廖文克原本还在心疼炮弹,一听这话,二话不说跳上了炮位。

“这活我熟!灭火我是专业的!”

他快速摇动高低机,瞄准镜里的十字线锁定了城內那座正在冒烟的粮仓厚重的砖墙。

“装填!穿甲延时引信!”

“放!”

“咻——”

仅剩的特种钻地弹带著刺耳的啸叫呼啸而出。

宜昌城內,粮仓。

几名日军工兵刚刚泼洒完汽油,正准备点燃引火索。火苗刚刚窜起。

一声巨响。

粮仓那厚达一米的砖石墙壁突然炸开一个大洞。

那枚带著巨大动能的炮弹穿墙而入,直接砸进了正在燃烧的汽油桶堆里。

紧接著,延时引信起爆。

这是一次发生在密闭空间內的剧烈爆炸。

巨大的衝击波瞬间抽空了周围的氧气,原本刚刚燃起的烈火被这股狂暴的气浪直接“吹”灭。
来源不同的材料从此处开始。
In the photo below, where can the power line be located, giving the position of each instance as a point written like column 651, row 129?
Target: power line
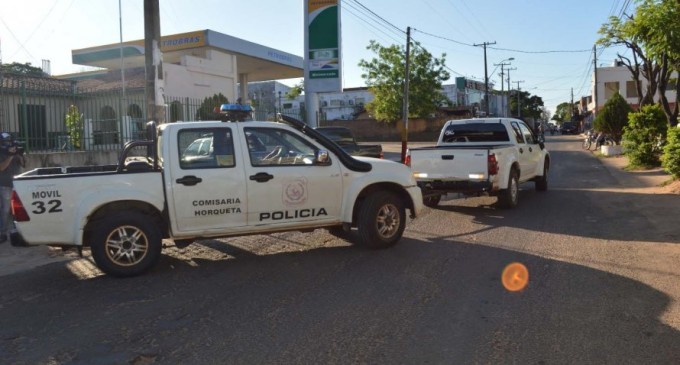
column 370, row 24
column 379, row 17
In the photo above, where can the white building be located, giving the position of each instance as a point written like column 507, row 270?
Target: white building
column 618, row 78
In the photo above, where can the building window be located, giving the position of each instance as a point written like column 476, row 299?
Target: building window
column 610, row 88
column 631, row 91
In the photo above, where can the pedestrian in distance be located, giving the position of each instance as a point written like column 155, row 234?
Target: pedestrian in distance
column 11, row 161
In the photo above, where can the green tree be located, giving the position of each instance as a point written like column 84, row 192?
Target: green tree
column 207, row 109
column 670, row 160
column 532, row 105
column 660, row 30
column 644, row 135
column 295, row 91
column 652, row 34
column 384, row 76
column 563, row 112
column 22, row 69
column 74, row 126
column 613, row 117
而那几名日军工兵,连惨叫都来不及发出,就被爆炸的气浪和飞溅的碎片撕成了碎片,变成了墙壁上的一滩滩暗红。

紧接著是第二发、第三发

军火库、档案室。

每一发炮弹都精准地钻入那些正在起火的建筑。

爆炸不仅摧毁了建筑结构,巨大的衝击波更是硬生生震灭了火源。

司令部內。

松井呆呆地看著窗外。

他看到原本升起的几股黑烟,在几声沉闷的爆炸后,竟然奇蹟般地断了,变成了腾起的白色烟尘。

“这”

黑岩大佐张大了嘴巴,

“將军他们在看著我们我们的每一个举动,都在他们眼皮底下。”

松井感到一阵深深的无力感涌上全身。

所谓的“五百发”或许是假的,但这种指哪打哪、隔著墙把火给灭了的能力,却是真的。

在绝对的实力面前,任何战术动作都显得那么可笑。

对方不是不能把宜昌夷为平地,对方只是不想。

那种被高高在上俯视的感觉,彻底击穿了松井最后一点心理防线。

“五百发”松井喃喃自语。

对方既然能为了灭火隨手打出这么多珍贵的特种弹,那就说明他们手里的弹药充足到可以挥霍。

“结束了。”

松井手中的指挥刀“噹啷”一声掉在地上。

他整个人瞬间苍老了十岁,原本挺直的脊背佝僂下来。

“发电”

他的声音沙哑。

“为了保全皇军士兵的生命为了不让这座城市彻底毁灭我们谈判。”

“掛白旗。”

五分钟后。

宜昌城头。

那面象徵著皇军荣耀的旭日旗缓缓降下。

一面巨大的白床单升了起来,在江风中有些无力地飘荡著。

城外阵地上。

廖文克透过瞄准镜看到了那一抹白色。

他整个人僵住了,保持著瞄准的姿势足足过了三秒。

然后,他慢慢直起腰,放下望远镜,转头看向正在慢条斯理整理衣领的丁伟。

“这就降了?”

廖文克的声音里充满了不可置信。

“两发炮弹?不对,加上灭火的那几发,统共不到三十发炮弹这可是宜昌!这可是有一个少將坐镇的坚固城池!”

“这就降了?”

在廖文克的军事生涯里,从未见过如此荒诞却又如此震撼的一幕。美式火炮没轰开的门,被中国人的智慧和心理战硬生生撬开了。

丁伟拍了拍身上的尘土,將那把紫砂壶掛在腰带上。

他伸手正了正军帽,脸上露出標誌性的坏笑:

“廖兄,这就是咱们的打法。”

“上兵伐谋,其次伐交,其次伐兵,其下攻城。”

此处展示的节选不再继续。